Peraturan tersebut adalah Peraturan Pemerintah No. 73 Tahun 2020 Tentang Modal Awal Lembaga Pengelola Investasi. Lalu, Peraturan Pemerintah No. 74 Tahun 2020 Tentang Lembaga Pengelola Investasi.

“Lembaga Pengelola Investasi akan mengelola dana investasi dari luar negeri dan dalam negeri sebagai sumber pembiayaan alternatif dan sekaligus mengurangi ketergantungan terhadap dana jangka pendek,” kata Menteri Koordinator Bidang Perekonomian Airlangga Hartarto dalam siaran pers.

Kedua Peraturan Pemerintah ini bertujuan untuk menjawab tantangan struktural dari sisi investasi di mana kapasitas pembiayaan dalam negeri belum cukup untuk mendanai pembangunan ekonomi ke depan. Selain itu, Pemerintah juga membutuhkan mitra strategis yang kuat secara hukum dan kelembagaan untuk menarik investasi dari investor global.

Lembaga Pengelola Investasi (LPI) berfungsi mengelola investasi, dan bertujuan untuk meningkatkan dan mengoptimalkan nilai investasi yang dikelola secara jangka panjang dalam rangka mendukung pembangunan secara berkelanjutan. Peraturan Pemerintah ini akan membantu optimalisasi nilai investasi pemerintah dengan meningkatkan alternatif pembiayaan melalui investasi langsung, sekaligus mendorong perbaikan iklim investasi.

Baca Juga :   UOB: Pendanaan Fintech di Asean Naik 3 Kali, Indonesia Nomor 2

“Pembiayaan alternatif yang disediakan juga dapat digunakan untuk mendorong pendanaan pada proyek infrastruktur, sesuai dengan arah kebijakan ke depan,” kata Menko Airlangga.

Lembaga Pengelola Investasi (LPI) merupakan Badan Hukum Indonesia yang sepenuhnya dimiliki oleh Pemerintah Indonesia.

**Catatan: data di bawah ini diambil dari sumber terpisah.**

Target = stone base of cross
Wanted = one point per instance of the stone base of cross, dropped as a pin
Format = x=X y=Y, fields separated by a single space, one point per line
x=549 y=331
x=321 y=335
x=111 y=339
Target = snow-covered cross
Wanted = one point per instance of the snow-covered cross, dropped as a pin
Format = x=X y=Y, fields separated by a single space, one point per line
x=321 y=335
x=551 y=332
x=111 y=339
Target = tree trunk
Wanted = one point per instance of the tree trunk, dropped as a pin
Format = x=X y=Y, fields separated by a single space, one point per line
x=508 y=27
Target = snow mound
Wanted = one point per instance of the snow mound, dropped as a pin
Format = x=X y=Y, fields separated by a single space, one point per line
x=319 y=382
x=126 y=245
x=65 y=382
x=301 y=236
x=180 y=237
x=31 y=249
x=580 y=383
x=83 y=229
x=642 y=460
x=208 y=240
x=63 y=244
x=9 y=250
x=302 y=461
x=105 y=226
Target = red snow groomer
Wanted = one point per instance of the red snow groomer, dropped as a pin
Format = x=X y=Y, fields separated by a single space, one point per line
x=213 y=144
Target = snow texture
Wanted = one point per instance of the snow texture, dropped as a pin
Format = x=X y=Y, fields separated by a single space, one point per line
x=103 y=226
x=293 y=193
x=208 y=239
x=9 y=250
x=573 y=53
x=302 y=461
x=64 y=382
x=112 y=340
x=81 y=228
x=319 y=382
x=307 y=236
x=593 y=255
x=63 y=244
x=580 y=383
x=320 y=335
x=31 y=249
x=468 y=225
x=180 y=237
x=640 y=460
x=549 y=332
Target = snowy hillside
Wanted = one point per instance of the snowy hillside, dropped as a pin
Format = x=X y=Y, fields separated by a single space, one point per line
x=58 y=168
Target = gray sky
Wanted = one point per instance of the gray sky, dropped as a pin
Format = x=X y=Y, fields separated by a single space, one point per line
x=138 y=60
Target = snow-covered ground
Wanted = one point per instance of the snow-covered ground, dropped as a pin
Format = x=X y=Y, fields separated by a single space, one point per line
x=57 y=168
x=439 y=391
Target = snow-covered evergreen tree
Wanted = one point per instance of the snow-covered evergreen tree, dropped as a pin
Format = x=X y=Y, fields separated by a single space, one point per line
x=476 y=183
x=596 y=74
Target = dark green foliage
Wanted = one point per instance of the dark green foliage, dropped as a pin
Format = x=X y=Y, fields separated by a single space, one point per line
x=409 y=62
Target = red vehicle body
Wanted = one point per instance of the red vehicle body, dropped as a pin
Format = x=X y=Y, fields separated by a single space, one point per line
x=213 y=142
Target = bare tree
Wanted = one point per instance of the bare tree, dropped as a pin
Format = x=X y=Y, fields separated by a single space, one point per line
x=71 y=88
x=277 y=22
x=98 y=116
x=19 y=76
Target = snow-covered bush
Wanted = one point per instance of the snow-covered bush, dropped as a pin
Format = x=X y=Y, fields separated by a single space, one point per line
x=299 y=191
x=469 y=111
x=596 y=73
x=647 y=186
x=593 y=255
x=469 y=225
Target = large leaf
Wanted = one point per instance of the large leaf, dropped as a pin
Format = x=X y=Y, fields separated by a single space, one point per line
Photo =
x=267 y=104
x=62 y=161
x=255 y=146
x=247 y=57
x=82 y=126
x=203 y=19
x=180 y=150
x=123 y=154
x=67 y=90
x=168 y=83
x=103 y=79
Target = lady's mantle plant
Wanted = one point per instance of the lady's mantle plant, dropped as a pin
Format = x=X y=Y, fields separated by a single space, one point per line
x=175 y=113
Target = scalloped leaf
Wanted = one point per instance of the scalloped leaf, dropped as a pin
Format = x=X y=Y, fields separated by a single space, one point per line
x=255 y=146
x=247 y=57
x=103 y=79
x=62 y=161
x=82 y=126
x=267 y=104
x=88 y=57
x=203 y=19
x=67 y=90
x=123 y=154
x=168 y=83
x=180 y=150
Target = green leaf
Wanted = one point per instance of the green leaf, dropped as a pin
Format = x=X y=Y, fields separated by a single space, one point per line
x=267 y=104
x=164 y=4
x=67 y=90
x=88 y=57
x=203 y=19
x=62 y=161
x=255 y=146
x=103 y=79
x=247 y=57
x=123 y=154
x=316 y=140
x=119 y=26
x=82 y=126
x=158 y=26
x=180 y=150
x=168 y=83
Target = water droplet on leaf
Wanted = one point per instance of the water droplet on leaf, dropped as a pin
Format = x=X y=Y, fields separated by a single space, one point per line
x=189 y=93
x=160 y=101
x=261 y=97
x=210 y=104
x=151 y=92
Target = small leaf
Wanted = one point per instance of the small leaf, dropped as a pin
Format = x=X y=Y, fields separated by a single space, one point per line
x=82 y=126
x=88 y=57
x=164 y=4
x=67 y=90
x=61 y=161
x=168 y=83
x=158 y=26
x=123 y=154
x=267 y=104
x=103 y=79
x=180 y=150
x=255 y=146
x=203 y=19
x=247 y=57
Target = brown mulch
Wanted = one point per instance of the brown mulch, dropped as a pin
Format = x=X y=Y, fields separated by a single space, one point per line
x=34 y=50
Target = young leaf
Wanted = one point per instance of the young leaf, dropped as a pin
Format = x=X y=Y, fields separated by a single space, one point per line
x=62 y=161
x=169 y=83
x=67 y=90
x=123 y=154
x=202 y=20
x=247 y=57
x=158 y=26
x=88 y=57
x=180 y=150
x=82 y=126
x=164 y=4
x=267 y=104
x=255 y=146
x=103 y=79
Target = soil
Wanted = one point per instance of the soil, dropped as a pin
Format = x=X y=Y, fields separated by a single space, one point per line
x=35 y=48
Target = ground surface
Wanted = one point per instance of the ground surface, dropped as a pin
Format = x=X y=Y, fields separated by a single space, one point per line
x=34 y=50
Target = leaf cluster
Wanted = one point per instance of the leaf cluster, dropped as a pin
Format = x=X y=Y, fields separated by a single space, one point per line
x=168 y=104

Melalui Peraturan Pemerintah No. 73 Tahun 2020, LPI memperoleh dukungan modal awal sebesar Rp15 triliun atau setara dengan sekitar US$1 miliar.

“Pemerintah akan memberikan dukungan berupa penyertaan modal awal dari APBN Tahun 2020 sesuai dengan peraturan yang berlaku,” kata Menko Perekonomian.

Pemenuhan modal LPI secara bertahap akan dilakukan hingga mencapai Rp75 triliun atau setara dengan US$5 miliar di tahun 2021, sebagaimana tercantum dalam Peraturan Pemerintah No. 74 Tahun 2020.

Sebagaimana diketahui, pada akhir November 2020, US DFC telah menandatangani surat minat untuk menginvestasikan US$2 miliar ke LPI. Komitmen investasi juga datang dari JBIC yang telah berkomitmen untuk menginvestasikan US$4 miliar.